L’avenir de notre tissu économique est plus que jamais lié à la compétitivité de nos entreprises. S’il est courant d’agir sur l’innovation, le développement commercial ou l’optimisation des coûts pour développer cette compétitivité, il est plus rare de l’aborder sous l’angle des comportements humains. Pourtant, un mécanisme relationnel peut affecter profondément la performance d’une équipe : il s’agit du «triangle dramatique» mis en évidence par le psychologue américain Stephen Karpman.
Un exemple : «Tous les matins, Arnaud, responsable de l’équipe des quinze jardiniers de la mairie, mobilise chacun sur ses tâches. Tous les matins, Bruno, jardinier, arrive avec une mine triste et trouve à se plaindre sur sa condition et son travail. Il est très imaginatif quant aux sujets de plainte, ce n’est jamais le même. Arnaud s’est employé à l’écouter, le réconforter et à lui rendre des services, allant jusqu’à faire son travail, convaincu qu’ainsi Bruno finirait par retrouver un état d’esprit positif. Au bout de trois mois, excédé par son comportement, Arnaud change d’approche, il devient agressif et autoritaire, maltraitant Bruno devant ses collègues... Résultat : l’équipe s’est mobilisée pour défendre Bruno qui, peu à peu, évolue vers une attitude de provocation de son responsable, soutenu par l’équipe.»
Distribution des rôles
Le triangle dramatique illustre schématiquement un jeu de pouvoir impliquant trois rôles différents mais intimement liés. Le «persécuteur» (ou bourreau) est l’agresseur. Ce peut être une personne, un événement, une situation donnée. Il est généralement perçu comme négatif bien que, dans certains cas, le persécuteur puisse être un innovateur, un initiateur, la source d’une salutaire remise en question. La «victime» subit l’agression du persécuteur. À nouveau, ce rôle est généralement perçu comme non désirable bien que, dans certains cas, la victime puisse profiter du déséquilibre créé pour enclencher un changement bénéfique. Le «sauveur» : c’est le protecteur, le chevalier blanc. À première vue, ce rôle est perçu comme positif alors qu’il contribue souvent à renforcer la dynamique du triangle dramatique.
La plupart d’entre nous sommes programmés pour jouer les trois rôles. En fonction des circonstances et de notre état d’esprit du moment, nous choisirons consciemment ou inconsciemment l’un d’entre eux. Certaines personnes en privilégient cependant un, car il leur apporte l’illusion de certains avantages. Par exemple, le rôle de victime permet d’attirer l’attention des autres, celui de persécuteur nous donne du pouvoir, et celui du sauveur nous donne une image positive de nous-mêmes. Lorsque nous sommes en présence de l’un de ces trois rôles, nous avons tendance à adopter inconsciemment l’un des deux autres.

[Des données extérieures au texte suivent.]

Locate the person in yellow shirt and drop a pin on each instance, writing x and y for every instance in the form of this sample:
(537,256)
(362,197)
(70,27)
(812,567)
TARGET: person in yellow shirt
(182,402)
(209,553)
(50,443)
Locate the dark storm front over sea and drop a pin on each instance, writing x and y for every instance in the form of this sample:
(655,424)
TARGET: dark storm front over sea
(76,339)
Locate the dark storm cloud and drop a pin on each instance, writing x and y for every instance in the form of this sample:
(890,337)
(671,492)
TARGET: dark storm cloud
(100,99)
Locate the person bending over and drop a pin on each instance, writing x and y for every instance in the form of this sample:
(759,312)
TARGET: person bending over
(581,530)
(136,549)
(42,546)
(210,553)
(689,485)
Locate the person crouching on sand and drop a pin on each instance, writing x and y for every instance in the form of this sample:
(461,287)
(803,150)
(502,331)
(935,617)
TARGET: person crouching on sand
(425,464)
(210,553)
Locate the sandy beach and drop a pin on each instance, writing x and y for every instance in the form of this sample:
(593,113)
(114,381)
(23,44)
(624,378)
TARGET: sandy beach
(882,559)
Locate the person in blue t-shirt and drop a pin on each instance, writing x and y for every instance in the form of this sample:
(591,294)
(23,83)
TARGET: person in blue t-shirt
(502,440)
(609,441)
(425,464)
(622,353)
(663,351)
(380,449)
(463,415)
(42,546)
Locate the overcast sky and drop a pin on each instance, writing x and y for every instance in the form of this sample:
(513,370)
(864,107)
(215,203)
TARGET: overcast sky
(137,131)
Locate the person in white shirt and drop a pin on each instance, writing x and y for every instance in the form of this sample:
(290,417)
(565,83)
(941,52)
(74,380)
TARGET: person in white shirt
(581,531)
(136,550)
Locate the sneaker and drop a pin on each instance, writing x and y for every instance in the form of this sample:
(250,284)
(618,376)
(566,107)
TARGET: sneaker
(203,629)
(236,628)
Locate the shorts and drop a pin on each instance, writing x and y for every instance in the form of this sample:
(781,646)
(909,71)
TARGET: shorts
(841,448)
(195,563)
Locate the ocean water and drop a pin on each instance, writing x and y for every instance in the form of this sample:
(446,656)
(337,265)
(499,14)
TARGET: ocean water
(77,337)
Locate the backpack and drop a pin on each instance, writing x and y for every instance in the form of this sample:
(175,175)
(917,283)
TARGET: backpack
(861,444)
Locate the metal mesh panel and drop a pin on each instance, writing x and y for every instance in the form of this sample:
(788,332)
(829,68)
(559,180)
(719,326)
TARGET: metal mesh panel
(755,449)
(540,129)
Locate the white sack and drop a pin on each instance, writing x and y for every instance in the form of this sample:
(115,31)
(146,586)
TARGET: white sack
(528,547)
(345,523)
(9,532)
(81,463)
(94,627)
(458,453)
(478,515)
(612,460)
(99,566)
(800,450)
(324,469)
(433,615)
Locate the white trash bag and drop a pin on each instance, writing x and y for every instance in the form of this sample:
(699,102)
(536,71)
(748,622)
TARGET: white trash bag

Dans le contexte d’une entreprise, ce type de fonctionnement est malsain car il coupe toute forme de dialogue constructif, génère du ressentiment, encourage les interprétations erronées et provoque souvent des réactions émotionnelles exagérées. Il en résulte des conflits interpersonnels, une mauvaise ambiance de travail, voire une augmentation de l’absentéisme qui rejaillissent négativement sur la performance de l’équipe.
Sortir du triangle dramatique
Reprenons notre exemple : «Dans le cadre d’une formation managériale, j’ai engagé Arnaud à sortir du triangle en adoptant une posture de manager responsable et juste, à le responsabiliser sur son travail, à le confronter à ses comportements déviants... Paradoxalement, Bruno est sorti lui aussi gagnant de ce changement, le rôle de victime étant tout aussi déplaisant que les autres !»
Le meilleur moyen d’éviter d’être pris dans un triangle dramatique est de veiller à ne pas soi-même endosser spontanément l’un des trois rôles. Si je me sais enclin à chercher la sympathie ou le soutien des autres, je serai particulièrement attentif à ne pas me poser en victime pour faire en sorte que les autres règlent mes problèmes. Si je suis de nature colérique, autoritaire ou directive, je serai vigilant à ne pas agresser verbalement mon entourage, même si je juge qu’il fait mal son boulot.
Le meilleur moyen de s’en sortir est d’inviter de façon bienveillante les différents acteurs à analyser le mode de fonctionnement de la relation plutôt que de continuer à discuter du contenu. Cette technique permet à chacun de prendre du recul par rapport à son comportement et de restaurer ainsi une relation équilibrée.